Utopia

By Alexis Kublin

My hand finds the button before the alarm clock even has a chance to sing out. I used to get eight hours every night, but now I keep waking up a few minutes early. No matter, I suppose. The cool shower water wakes me up, as does my morning cup of coffee. The machine hums a little louder today as the coffee drips out.
‍ ‍What about this place? you had asked me when you saw the ad in the paper after three days of the two of us saying we had to get out of there. You showed me the photo and I knew it was perfect; I would have cried right then and there but we both knew there was no time.
I put my mug in the sink and, for the first time, I notice a fleck of paint has chipped off the wall. I reach out to trace the edges of the gash, and when I pull my hand away, paint crumbles, ever so small, sleep on my fingertips. And when I walk down the hallway, a corner of the carpet, right over there by the bedroom door, has lifted up, as if waving. Or maybe smirking.
‍ ‍I’m in love with the air here, you said as we carried in the last of our boxes. We had left so much behind that we were settled in on the same day we got the key. The sweet air filled my lungs with notes of ripening berries and soil after it rains. We called each other by our new names and laughed because of how ridiculous they sounded, but our laughter stopped when we remembered how necessary they were.
‍ ‍We’ll be safe here, you had said, wrapping an arm around my shoulders and pulling me in. A fresh start. Leave everything behind us. Nothing to worry about now. And I felt the corners of my mouth tug up and I beamed so fully for the first time in a week just looking around at our house that glowed neon with hope.
But this morning, I’ve forgotten to get the newspaper from outside like I do every day before drinking my coffee. I leave the bedroom for the front stoop but stop short right before it—the front door is gone, torn right off the hinges, leaving a gaping hole I fear would suck me in if I take just one more step. The front yard is now another room but it’s much, much larger, with a bed and a dresser and a TV so enormous that they feel like monsters and for a moment I stop breathing. I feel myself falling backwards and I wait for you to catch me but I remember you left early this morning and I hit the ground and the fall knocks air back into my lungs. I quickly turn around to see the living room, except the house is different. The candies in the bowl on the coffee table are now chewy plastic. The air is suddenly hot, too hot, and I try to open a window but I can’t, it’s just a painting on the wall. And the wall is made of cardboard. Flimsy, shaking cardboard. Nothing but cardboard.
I’m in a dollhouse—all plastic and cardboard. It’s nothing stable. It’s nothing that can support us.

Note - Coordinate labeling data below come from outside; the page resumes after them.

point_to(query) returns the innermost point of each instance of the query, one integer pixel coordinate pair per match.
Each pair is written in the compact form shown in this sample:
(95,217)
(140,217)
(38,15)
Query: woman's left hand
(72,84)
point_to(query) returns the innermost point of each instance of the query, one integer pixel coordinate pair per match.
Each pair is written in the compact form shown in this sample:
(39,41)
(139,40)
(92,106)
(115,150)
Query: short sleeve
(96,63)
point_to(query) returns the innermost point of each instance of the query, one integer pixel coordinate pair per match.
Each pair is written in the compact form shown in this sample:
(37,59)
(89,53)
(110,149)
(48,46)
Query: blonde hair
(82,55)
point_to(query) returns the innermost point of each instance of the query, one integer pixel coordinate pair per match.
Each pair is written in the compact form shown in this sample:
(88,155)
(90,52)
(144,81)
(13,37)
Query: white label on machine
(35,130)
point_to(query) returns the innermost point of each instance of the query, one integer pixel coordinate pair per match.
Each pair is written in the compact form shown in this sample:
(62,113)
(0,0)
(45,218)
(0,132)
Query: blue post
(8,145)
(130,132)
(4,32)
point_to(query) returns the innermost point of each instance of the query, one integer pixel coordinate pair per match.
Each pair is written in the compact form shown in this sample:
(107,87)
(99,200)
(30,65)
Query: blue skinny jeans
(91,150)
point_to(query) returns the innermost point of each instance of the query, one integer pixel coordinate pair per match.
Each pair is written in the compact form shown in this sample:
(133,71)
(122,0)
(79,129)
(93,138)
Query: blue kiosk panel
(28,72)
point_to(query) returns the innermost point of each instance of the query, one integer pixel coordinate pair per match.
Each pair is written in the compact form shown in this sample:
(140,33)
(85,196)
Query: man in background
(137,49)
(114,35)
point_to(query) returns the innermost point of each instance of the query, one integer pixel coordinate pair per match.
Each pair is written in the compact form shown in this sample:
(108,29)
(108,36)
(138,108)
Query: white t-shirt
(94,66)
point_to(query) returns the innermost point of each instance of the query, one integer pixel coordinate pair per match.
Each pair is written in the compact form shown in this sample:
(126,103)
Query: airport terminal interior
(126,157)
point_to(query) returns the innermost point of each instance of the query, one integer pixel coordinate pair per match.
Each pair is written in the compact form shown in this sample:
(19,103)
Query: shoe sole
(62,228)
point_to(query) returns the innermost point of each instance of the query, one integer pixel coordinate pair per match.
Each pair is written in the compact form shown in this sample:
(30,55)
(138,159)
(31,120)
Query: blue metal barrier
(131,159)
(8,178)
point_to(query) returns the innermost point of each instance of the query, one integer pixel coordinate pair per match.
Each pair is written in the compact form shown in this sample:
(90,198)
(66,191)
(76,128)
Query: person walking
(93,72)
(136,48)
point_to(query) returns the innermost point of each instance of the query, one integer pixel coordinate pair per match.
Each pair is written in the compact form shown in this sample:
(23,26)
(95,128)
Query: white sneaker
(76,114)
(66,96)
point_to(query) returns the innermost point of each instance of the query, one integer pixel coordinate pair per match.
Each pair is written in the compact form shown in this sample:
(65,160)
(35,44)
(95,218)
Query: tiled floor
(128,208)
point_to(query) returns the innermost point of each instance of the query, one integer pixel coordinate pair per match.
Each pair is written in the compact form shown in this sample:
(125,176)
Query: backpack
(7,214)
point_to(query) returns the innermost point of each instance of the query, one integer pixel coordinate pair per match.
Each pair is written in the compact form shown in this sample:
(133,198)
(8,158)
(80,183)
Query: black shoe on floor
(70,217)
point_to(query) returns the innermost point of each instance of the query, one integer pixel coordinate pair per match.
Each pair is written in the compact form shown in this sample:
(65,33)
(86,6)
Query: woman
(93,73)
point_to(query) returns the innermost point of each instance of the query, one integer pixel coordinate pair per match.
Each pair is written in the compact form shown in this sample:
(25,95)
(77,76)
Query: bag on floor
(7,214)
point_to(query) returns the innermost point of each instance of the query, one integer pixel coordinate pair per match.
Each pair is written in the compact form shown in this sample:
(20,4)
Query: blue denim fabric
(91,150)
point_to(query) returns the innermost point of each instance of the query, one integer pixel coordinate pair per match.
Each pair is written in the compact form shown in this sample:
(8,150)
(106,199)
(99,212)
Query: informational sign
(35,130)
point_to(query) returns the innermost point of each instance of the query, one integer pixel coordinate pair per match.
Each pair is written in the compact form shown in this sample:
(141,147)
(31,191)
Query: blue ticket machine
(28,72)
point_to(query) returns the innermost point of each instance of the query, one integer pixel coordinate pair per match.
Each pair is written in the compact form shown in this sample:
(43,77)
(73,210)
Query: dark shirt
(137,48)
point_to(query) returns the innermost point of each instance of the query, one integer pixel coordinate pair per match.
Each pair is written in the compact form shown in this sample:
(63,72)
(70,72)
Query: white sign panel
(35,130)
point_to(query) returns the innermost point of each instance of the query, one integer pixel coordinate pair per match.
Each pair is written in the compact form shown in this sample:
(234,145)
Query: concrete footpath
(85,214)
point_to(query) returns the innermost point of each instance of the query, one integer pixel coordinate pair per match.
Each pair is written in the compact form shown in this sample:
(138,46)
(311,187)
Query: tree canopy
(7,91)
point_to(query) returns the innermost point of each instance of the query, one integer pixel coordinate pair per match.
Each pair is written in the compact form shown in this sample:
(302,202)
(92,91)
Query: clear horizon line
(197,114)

Then I remember you’re not here.
It’s nothing that can support me.
‍ ‍Nobody needs to know had become your motto when we suddenly realized how far away we had to
move.
I see the water stains on the ceiling before brown water begins to pour down, and I think maybe a pipe has burst or maybe it’s me who’s erupting now. I run through the hole where the doorway used to be and bend down for the newspaper because it feels like the only stable thing. My hair is soaked with pipe water and it spits onto the front page of the newspaper, blurring the photo, the one that takes up half the front page, the one that, even through the water, I can tell is of me. I scan the words but you’re nowhere to be found. And then I remember you never told me where you were going so early today. Or how I could find you. Or why you double-checked the box under the loose floorboard last night.
Looking at the inky me bleeding out over the page, I can imagine well enough the color of my own face draining out. The ceiling cracks under the panic of this storm, and I’m not sure how or when but my knees find the floor and then all of me finds the floor as the dirty pipe water runs over me and floods my face, or maybe those are tears, or maybe it’s my ink pouring out.
I know it’s only a matter of time before they find me here and you manage to escape again while my cardboard house caves in.